When men are buying activewear, though, I’m not sure they’re really scared of the existing brands. There’s nothing very innovative about the four pillars — form, fit, function and style — that the collection is being built around. And it’s not really clear how this collection will differ from FL2, the menswear line Fabletics launched five years ago with Hudson’s less-famous brother, Oliver.
There also wasn’t a lot of detail about “The Crew” told Fabletics men really want out of activewear, besides affordability. Instead, when I visited the website I was reminded of what most guys hate when they shop for activewear: not being able to easily find what they’re looking for, or, even worse, having to wait.
I’m not sure how, if this is a new collection, the first “drop” sold out. I guess I could come back in six days to see it, but I probably won’t. And if there’s a way to join “The Crew” (other than signing up to pay for a monthly subscription service) I didn’t see it.

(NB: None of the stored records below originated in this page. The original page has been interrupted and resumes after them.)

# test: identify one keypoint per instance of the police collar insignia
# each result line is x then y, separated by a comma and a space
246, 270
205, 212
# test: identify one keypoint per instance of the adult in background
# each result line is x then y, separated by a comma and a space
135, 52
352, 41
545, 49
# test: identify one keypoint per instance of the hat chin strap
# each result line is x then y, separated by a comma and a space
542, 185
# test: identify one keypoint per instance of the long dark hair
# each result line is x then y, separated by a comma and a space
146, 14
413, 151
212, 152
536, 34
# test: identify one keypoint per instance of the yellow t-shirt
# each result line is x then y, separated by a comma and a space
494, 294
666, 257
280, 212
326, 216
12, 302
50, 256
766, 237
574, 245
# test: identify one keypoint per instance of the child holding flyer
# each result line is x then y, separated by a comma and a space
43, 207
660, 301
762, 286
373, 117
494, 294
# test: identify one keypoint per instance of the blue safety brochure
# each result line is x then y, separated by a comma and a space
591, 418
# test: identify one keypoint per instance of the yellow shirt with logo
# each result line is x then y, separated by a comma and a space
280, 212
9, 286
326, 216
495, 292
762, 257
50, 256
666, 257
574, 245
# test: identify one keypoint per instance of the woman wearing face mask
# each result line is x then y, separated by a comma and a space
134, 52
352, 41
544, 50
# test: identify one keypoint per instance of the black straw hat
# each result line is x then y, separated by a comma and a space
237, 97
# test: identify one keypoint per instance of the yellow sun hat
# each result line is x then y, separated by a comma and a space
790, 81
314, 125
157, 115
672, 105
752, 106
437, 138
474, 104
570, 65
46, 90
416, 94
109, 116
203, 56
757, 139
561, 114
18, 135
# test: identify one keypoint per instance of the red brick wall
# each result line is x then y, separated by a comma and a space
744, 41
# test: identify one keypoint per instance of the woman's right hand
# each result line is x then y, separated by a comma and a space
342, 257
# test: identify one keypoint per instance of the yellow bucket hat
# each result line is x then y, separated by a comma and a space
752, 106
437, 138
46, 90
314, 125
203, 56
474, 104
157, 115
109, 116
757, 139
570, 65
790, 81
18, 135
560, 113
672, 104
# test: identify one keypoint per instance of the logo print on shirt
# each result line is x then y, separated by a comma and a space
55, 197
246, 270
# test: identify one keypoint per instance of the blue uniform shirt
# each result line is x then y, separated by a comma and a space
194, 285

“Every man is going to want to put our ‘F’ on his chest,” Hart said towards the end of the press release. “Because it’s going to stand for the best damn activewear – period. But that ‘F’ will also stand for something bigger. That ‘F’ says that someone has got your back.”
What would having our backs mean, exactly? I’d suggest what I want — and what I think most men want out of activewear — is something versatile enough to be used both at the gym, on the street or while working (for extended periods) from home. For clothes that make us look more active than we really are. For less visible logos and more easy-to-wash and longer-lasting garments.
What we want from activewear, in other words, are the same elements that represent the best in all fashion — another big “F” that’s instantly recognizable, whether it’s emblazoned on your chest or not.